Under Michigan's controversial fireworks law, citizens can ignite, discharge and use consumer fireworks the day before, day of and day after a national holiday, including New Year's Day. The list of approved fireworks now includes "projectiles," such as bottle rockets and Roman Candles.
The 10 national holidays recognized by the law include:
- New Year's Day
- Martin Luther King Day
- President's Day or Washington's Birthday
- Memorial Day
- Independence Day
- Labor Day
- Columbus Day
- Veterans Day
- Thanksgiving Day
- Christmas Day
Many state residents and city leaders—including in St. Clair Shores—have expressed frustration with the Fireworks Safety Act of 2011. St.
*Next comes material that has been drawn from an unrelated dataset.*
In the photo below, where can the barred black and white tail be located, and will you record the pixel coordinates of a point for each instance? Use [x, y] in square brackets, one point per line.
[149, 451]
Clair Shores passed an amended fireworks ordinance which which limits the ignition, discharge and use of consumer fireworks except for the day of, before and after a national holiday
The new ordinance, also established general restrictions on the use of the fireworks including:
- Not allowing the ignition of fireworks within 20 feet of an open flame;
- Restriction of excessive use of fireworks for more than 20 minutes;
- No ignition, launch or discharge of fireworks with 50 feet of a residential building or vehicle;
- Fireworks can not be discharged from public property including schools, streets and medians.
The state law was designed to increase revenue to the state and encourage citizens to buy consumer fireworks in Michigan rather than in neighboring states.